# Best dog proof raccoon trap???



## GBov (May 4, 2008)

So I am having a problem in my back yard with raccoons that are too big to fit into my raccoon live trap and some one told me about a leg hold trap in a pipe so the dog and cats dont get trapped in it instead of the '*****.

But when I googled it I found LOTS of different kinds and couldn't figure out which one is the best to have so thought I would ask you guys if you could recommend one.

And no, this is NOT a catch and release effort. Raccoons taste too good to let the varmints loose once caught lol.


----------



## rags57078 (Jun 11, 2011)

Dukes they work good and are cheap


----------



## Badger (Jun 11, 2010)

A Fur Fish Game review seems to favor the Duke DP trap as well - I never used any yet but I will be getting some pretty quick - we seem to be overrun this year.


----------



## Oldcountryboy (Feb 23, 2008)

I haven't made one yet, but I was reading about a box trap that uses a connibear trap inside. You make a long wooden box with 4 sides just big enough that a connibear trap fits down inside. The bottom of the box will have a screen over it and the top of the box will have two slits down the sides so that the ends of a connibear trap will fit down inside when set to trap. The trap needs to be lowered inside the box about 10 inches down. 

Place your bait inside the box so that it rest on the bottom screen.

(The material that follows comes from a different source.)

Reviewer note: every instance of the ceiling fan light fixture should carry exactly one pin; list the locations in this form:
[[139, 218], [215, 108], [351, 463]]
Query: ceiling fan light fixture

Then set your trap and lower it down inside the top of the box. Raccoon will climb to the top of the box and crawl down inside to get to the bait. When he does he will crawl through the trap being caught in it. You place this whole box on a tree so that the top of the box is about 6 ft. off the ground. Making it dog proof. 

I would say the box needs to be about 18 to 24 inches long.


----------



## big rockpile (Feb 24, 2003)

Lil Griz is Good Trap or Cage type Trap.

big rockpile


----------



## GBov (May 4, 2008)

Dukes trap is on the way. Yay!


----------



## rags57078 (Jun 11, 2011)

Oldcountryboy said:


> I haven't made one yet, but I was reading about a box trap that uses a connibear trap inside. You make a long wooden box with 4 sides just big enough that a connibear trap fits down inside. The bottom of the box will have a screen over it and the top of the box will have two slits down the sides so that the ends of a connibear trap will fit down inside when set to trap. The trap needs to be lowered inside the box about 10 inches down.
> 
> Place your bait inside the box so that it rest on the bottom screen. Then set your trap and lower it down inside the top of the box. Raccoon will climb to the top of the box and crawl down inside to get to the bait. When he does he will crawl through the trap being caught in it. You place this whole box on a tree so that the top of the box is about 6 ft. off the ground. Making it dog proof.
> 
> I would say the box needs to be about 18 to 24 inches long.


that is a vertical cubby with a 220 , not all states can use 220's out of the water


----------



## rags57078 (Jun 11, 2011)

GBov make sure you can use dp's in Fl


----------